In the opening chapters, the narrator’s mother shows her a variety of forgotten objects—some ribbon, a bottle of perfume, an emerald—and she can hardly comprehend them. She can’t even smell the perfume. While forgotten items immediately lose their meaning to the island’s inhabitants, they must still be physically destroyed. The Memory Police enforce this destruction. In the case of the perfume, everyone gathered and poured the bottles into the river, but her mother kept one because she has all of her memories. In addition to hunting forgotten items, the Memory Police arrest those who can remember.

So many dystopian novels have a protagonist that is uniquely poised to fight the system, but this narrator is quite ordinary. She’s afflicted by the same forgetting that plagues almost everyone. While she defies the Memory Police by hiding a friend in a secret room of her house, she can’t keep her memories. As she watches a bird fly away on the day that birds are forgotten, she thinks:

I tried to hold on to the way it looked in flight or the sound of its chirping or the colors of its feathers, but I knew it was useless. This bird, which should have been intertwined with memories of my father, was already unable to elicit any feeling in me at all. It was nothing more than a simple creature, moving through space as a function of the vertical motion of its wings. (11)

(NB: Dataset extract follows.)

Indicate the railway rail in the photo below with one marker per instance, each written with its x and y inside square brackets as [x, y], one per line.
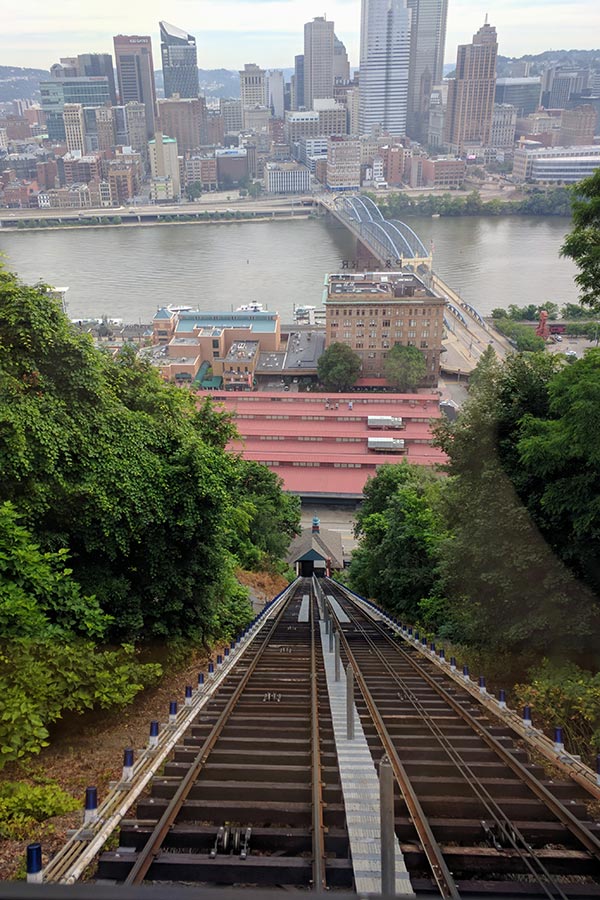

If this book took one of the people who can remember as its protagonist, I don’t think it would have been as affecting. Being inside the narrator’s mind reinforces that her forgetting isn’t caused by any deficiency in her character, or any lack of effort, or from no one trying to save her—it just is. She has long discussions with her hidden friend to understand what it’s like to remember, but no matter how hard they both try, items disappear from her life according to some unknowable schedule. While everyone seems to take the disappearing island in stride, another of her friends comforts her by talking about his long life of losing things:

“It’s true, I know, that there are more gaps in the island than there used to be. When I was a child, the whole place seemed…how can I put this?…a lot fuller, a lot more real. But as things got thinner, more full of holes, our hearts got thinner, too, diluted somehow. I suppose that kept things in balance. And even when that balance begins to collapse, something remains. Which is why you shouldn’t worry.” (54)

and 

“There’s nothing too terrible about things disappearing—or forgetting about them. And those Memory Police are only after people who aren’t able to forget.” (54)

Even though she doesn’t know what she forgets and the sting fades quickly, it’s the awareness of her forgetting that pulls at the narrator (and at the reader). While there’s tension in the first half of the book due to run-ins with the Memory Police, it’s the narrator’s awareness of her losses that forms the core of the book and a question: What happens when too much is lost? Things disappear all the time and new things are rarely created. The current condition is untenable.

While I loved the ending, I can see where some readers might not. Yes, it bugs me that there’s no resolution about what causes the forgetting. I’m fairly certain it’s supernatural, though, which is a kind of answer. If this book were very different, the narrator might storm the headquarters of the Memory Police and demand answers, but this isn’t that kind of book. The actual ending is surreal and abstract, but it provides closure even without answers. I appreciated the end more when it occurred to me that while tension with the Memory Police may shape the story, the heart of the book is much quieter and more personal.

Overall: 4.8 (out of 5.0) The only weakness is that it slows down somewhere past the halfway mark. After some extraordinarily tense moments with the Memory Police, the novel swings to quieter moments and long discussions of hearts—either plump with memory, or full of holes. It took me a little while to comprehend the book’s change in tone and let go of the dystopian novel I thought I was reading.